Well first you disabled OFDM, which should drop minimum bss rate from 6 to 1Mbps, so the disablement of bss-minrate shouldn't have changed anything. But I don't know what an AP actually does in this instance.
Minimum rate of OFDM is 6Mbps (11g). If not enabled minimum rate is 1Mbps (11b).
By rasing min-rate you try and help the 9090 to change AP at a different time, i.e. distance from the AP. What I think others here are probably thinking is that maybe the 9090 are roaming either too much or too little and that's causing issues.

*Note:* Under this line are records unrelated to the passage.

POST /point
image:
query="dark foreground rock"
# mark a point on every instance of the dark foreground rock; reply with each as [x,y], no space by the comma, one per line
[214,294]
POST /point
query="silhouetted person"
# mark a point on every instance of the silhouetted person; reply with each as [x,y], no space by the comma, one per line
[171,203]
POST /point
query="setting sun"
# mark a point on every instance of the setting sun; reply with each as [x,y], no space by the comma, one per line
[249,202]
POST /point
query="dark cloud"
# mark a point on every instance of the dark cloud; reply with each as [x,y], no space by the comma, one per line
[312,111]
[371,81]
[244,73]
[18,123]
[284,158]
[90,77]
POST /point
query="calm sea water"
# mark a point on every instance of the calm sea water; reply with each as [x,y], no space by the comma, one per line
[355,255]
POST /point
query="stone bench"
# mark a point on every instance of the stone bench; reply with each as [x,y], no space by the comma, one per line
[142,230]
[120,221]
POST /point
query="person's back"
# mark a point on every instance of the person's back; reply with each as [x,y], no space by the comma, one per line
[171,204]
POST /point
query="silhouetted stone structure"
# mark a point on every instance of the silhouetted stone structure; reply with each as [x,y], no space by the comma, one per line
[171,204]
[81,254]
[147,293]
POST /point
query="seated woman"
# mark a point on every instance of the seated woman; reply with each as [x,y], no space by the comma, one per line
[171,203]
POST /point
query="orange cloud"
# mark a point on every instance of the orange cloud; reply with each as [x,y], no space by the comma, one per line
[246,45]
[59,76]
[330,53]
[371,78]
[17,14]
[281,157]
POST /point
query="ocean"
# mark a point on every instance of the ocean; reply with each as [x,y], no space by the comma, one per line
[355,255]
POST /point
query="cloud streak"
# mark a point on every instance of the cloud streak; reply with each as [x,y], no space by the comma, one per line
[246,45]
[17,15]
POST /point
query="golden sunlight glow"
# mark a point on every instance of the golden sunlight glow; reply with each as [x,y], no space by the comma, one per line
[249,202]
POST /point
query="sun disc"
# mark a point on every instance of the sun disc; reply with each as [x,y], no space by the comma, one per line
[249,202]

So we've told you to raise bss-minrate to 12, 18, 24 or higher to provoke 9090s into a roam at a better time (read: distance from AP), however you need to be careful because you actually don't shrink AP cell size with that, just the distance a 9090 will still connect at so you 'trick' your 9090 into a roam and hopefully another AP is there with enough signal to give the handheld 18Mbps when it decides to do that.
This however is highly dependent on what your 9090 does. Since you are using archaic handhelds things probably won't work as you'd expect and enabling OFDM only and raising min-rate will probably not change anything, like you've found out.
Another thing is how APs are placed. They might be spread to thin or too close. Either way you can run into problems. That's why proper installers take allot of care in designing a WLAN network. If they are smart, they even document stuff and give you all the measurements and everything.
The only thing that would make sense in this case is your DTIM setting which if I understand is helping, which is logical since that's rate-independent.
But there are greater and greater benefits of using OFDM. It has to do with the speed that some frames are transmitted at, cell-sizing, roaming, etc. Too much for this post, but the general rule now is to use OFDM only with higher minimum rates. Not applicable everywhere, but like 95% of implementations.